Dimitar Todorov

Personal information
- Date of birth: 8 November 1996 (age 28)
- Place of birth: Sofia, Bulgaria
- Position(s): Defender / Midfielder

Youth career
- –2015: Slavia Sofia

Senior career*
- Years: Team / Apps / (Gls)
- 2015: Slavia Sofia / 1 / (0)
- 2015: Ludogorets II / 5 / (0)
- 2016: Lokomotiv Sofia
- 2017: Slavia Sofia / 0 / (0)
- 2017: Botev Vratsa / 0 / (0)
- 2018: Neftochimic / 6 / (0)

= Dimitar Todorov (footballer, born 1996) =

Bulgarian footballer

Dimitar Todorov (Димитър Тодоров; born 8 November 1996) is a Bulgarian footballer who plays as a defender.

==Career==
On 27 May 2015, Todorov made his professional debut for his hometown club Slavia Sofia in a 1–0 away win against Haskovo, coming on as substitute for Yanis Karabelyov.
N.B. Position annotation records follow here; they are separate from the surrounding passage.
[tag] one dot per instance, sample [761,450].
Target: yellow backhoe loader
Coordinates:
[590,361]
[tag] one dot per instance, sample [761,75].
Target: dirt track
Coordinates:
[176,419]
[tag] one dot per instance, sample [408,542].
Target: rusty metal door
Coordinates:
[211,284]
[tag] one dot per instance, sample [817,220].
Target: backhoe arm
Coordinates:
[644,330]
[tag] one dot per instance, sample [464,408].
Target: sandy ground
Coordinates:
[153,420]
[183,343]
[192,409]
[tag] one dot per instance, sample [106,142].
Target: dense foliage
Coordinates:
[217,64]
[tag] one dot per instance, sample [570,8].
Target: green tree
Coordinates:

In the summer of 2015 he moved to Ludogorets Razgrad II but was released in 6 months. In January 2016, Todorov joined Lokomotiv Sofia. On 17 February 2017, he returned to Slavia Sofia.

In July 2017, Todorov signed with Botev Vratsa.

In February 2018, Todorov joined Neftochimic. He left the club at the end of the season.